That's a lie. My project does have a name, but I'm trying to keep it off the web, as it's still very much in the design stage. I mentioned this, but I am trying to work on game design daily, because persistence is the key to success. Right? I love simple ideas like that and all the exceptions they allow.
But onto the project. Tonight, since I must get up early, I am combining my blog with my game design thoughts and musings for the night. The questions I have to ask as I'm constructing this series of game vignettes is: what do I want the player to experience? What is my goal for making this game? Do I want the purpose to be on an individual level? What should the player feel after playing? Do I even want to use the term that the person "plays" the vignettes?
The potential I see within games and the particular area that fascinates me the most is the idea of simulation, specifically an organic simulation, such as Will Wright's godly game Spore set to arrive in a few months. I have not really gotten into playing an MMO for the simple fact that I want my environment to be authentic. I'll admit that I'm looking into Lord Of The Rings Online, as I heard it was a great game for entering the environments, but in general, the environment within an MMO is set by the players, and thus just another social world. The possibilities that I see revolve around creating entirely new simulated systems and placing the player within. How does a player react to the world around them depending on how that world lives? MMOs are safe social environments, they're about the interaction with other humans.

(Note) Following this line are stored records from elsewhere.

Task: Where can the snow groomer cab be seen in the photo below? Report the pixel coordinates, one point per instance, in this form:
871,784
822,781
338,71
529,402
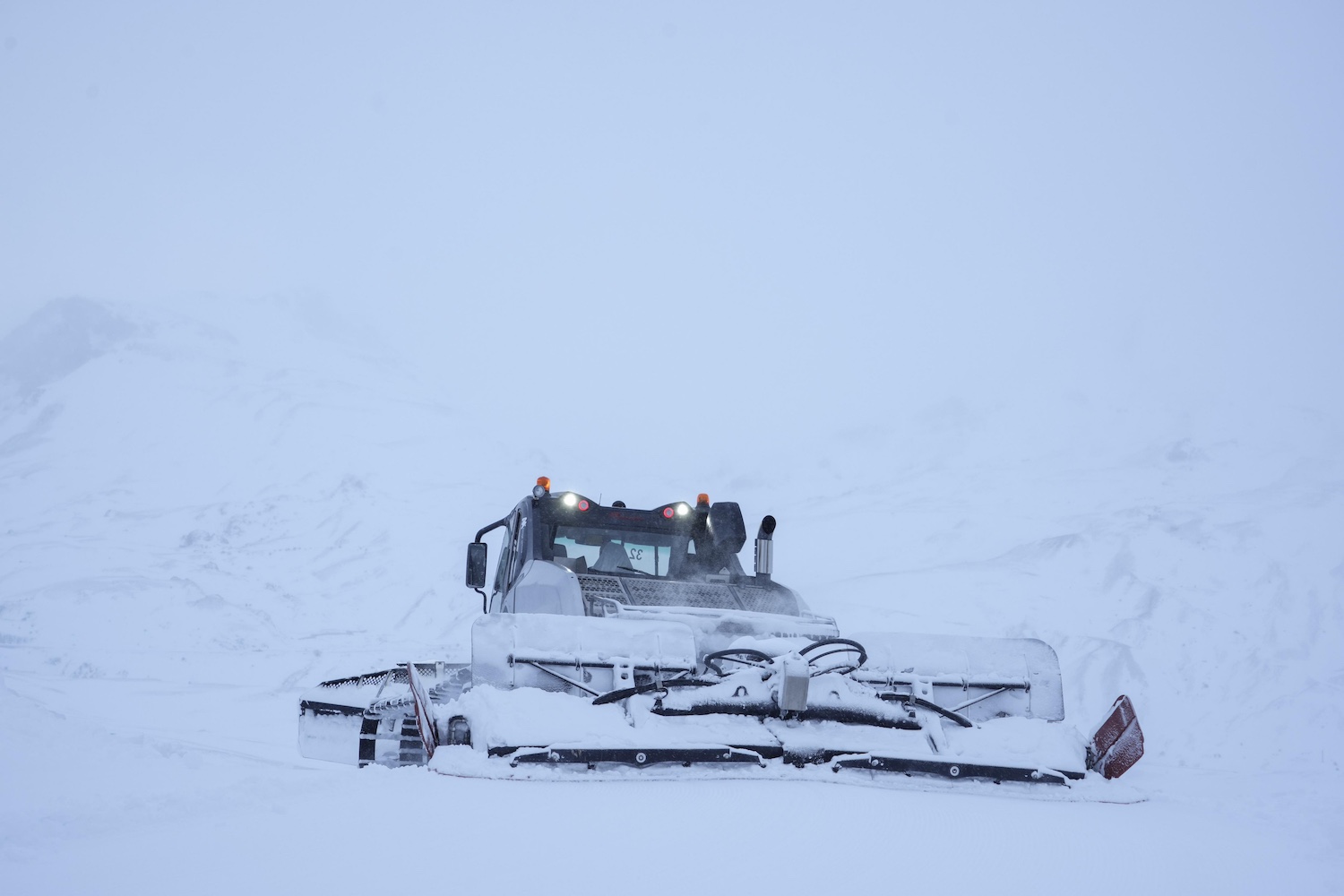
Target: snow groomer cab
564,554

But my vignettes, I've realized, along with the games that I'm either most interested in or most interested in making, create simulated worlds. Set the starting conditions, and let artificial life have its go. Indeed, one of my games will be a derivative of pac-man and part of the reason for that is that pac-man is one of the earliest game biology simulators. It puts the player into an environment with 3 hostile creatures that will navigate terrain to eat the player, meanwhile the player has to consume all the food (white bread tablets?) to survive until the next environment. And maybe I'm putting Pac-Man on too high a pedestal, but that simple game still is one of the most renowned "video games" of all time and I would argue it is because it created a simple simulation system with varying environments to change the challenge. And so, in addition to attempting to create a variation on that, I'm working on multiple other knock-offs of other games, all the while trying to make it worth my while. Hopefully my imitation will pay eventually.